Вокруг были те же вещи, те же комнаты, те же лица, за исключением одного, навеки ушедшего, но при этом вся атмосфера в доме необратимо и очень быстро менялась.
Вечером после убийства растерянная прислуга по распоряжению великой княгини накрыла стол и пригласила Марию и Дмитрия к ужину - Елизавета Федоровна, старавшаяся не упустить ни одной мелочи, распорядилась, чтобы в общем отчаянии слуги не забыли покормить детей. Сама она к еде не притронулась, появившись у стола лишь к концу трапезы. Мария и Дмитрий, несмотря на горе, ели с аппетитом - растущие молодые организмы брали свое. Но как только в столовой появилась тетя, они не смогли проглотить больше ни куска. "Видя ее бледное осунувшееся лицо, нам было стыдно есть", - рассказывала Мария Павловна.
Елизавета Федоровна попросила у Марии разрешения провести ночь в комнате племянницы - великой княгине было слишком тяжело оставаться в собственной спальне, которую она всегда делила с мужем... Тетя Элла и Мария вместе помолились, потом долго говорили.
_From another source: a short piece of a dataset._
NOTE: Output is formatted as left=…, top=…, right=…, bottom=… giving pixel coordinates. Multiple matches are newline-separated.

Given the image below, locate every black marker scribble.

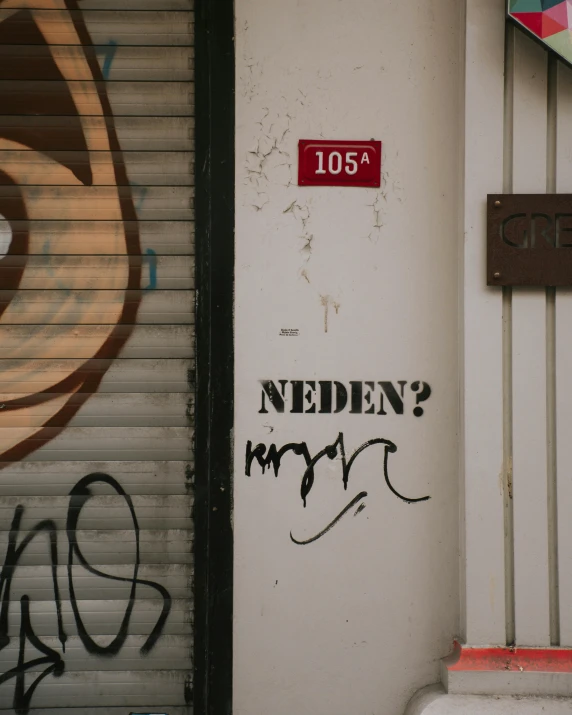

Напряженность отчаяния, наконец, оставила великую княгиню, Елизавета Федоровна рядом с Марией смогла расслабиться и дать волю слезам.
С этой ночи Марии пришлось в какой-то мере принять на себя ответственность за моральное состояние овдовевшей тети - других людей, более близких, рядом с Эллой тогда не было. Как часто девочке доводилось помогать тете прийти в себя, когда великая княгиня впадала в отрешенное состояние и переставала замечать все, что происходит вокруг. Мария осторожно брала тетю за руку и говорила ей что-то доброе, а возвращенная из мира своих горьких грез Елизавета вздрагивала как от удара и смотрела вокруг трагическим, невидящим взглядом.
Общее горе сблизило маленькую и большую женщин, все прежние обиды, зачастую надуманные, исчезли. И Элла, и Мария перестали стесняться открыто демонстрировать свою любовь.
"Она приходила повидать нас в любое время дня, искала с нами близости. Ее отношение к нам совершенно изменилось, она будто в первый раз почувствовала в нас родственные души. Эти горестные недели сделали нас ближе друг к другу, у нас происходили долгие доверительные разговоры, чего никогда раньше не было".


Мария

А других родственных душ рядом и вправду не было. Романовы, панически боявшиеся очередного покушения, не приехали в Москву - утешить и поддержать вдову, проводить своего родственника в последний путь... Ни Николай II, ни Александра Федоровна, которая не должна была бы остаться равнодушной к горю родной сестры, ни брат погибшего, великий князь Владимир Александрович, ни более дальняя родня...
Получив телеграммы о гибели Сергея, родственники посокрушались, кое-кто и поплакал, но в Москву не поторопился никто. Один лишь великий князь Константин Романов, поэт, платонически влюбленный в прекрасную Эллу (с тех пор, как она приехала в Россию, чтобы стать женой Сергея), невзирая ни на какие обстоятельства и страхи, получив горькое известие, кинулся в Москву и уже к ночи прибыл в Кремль...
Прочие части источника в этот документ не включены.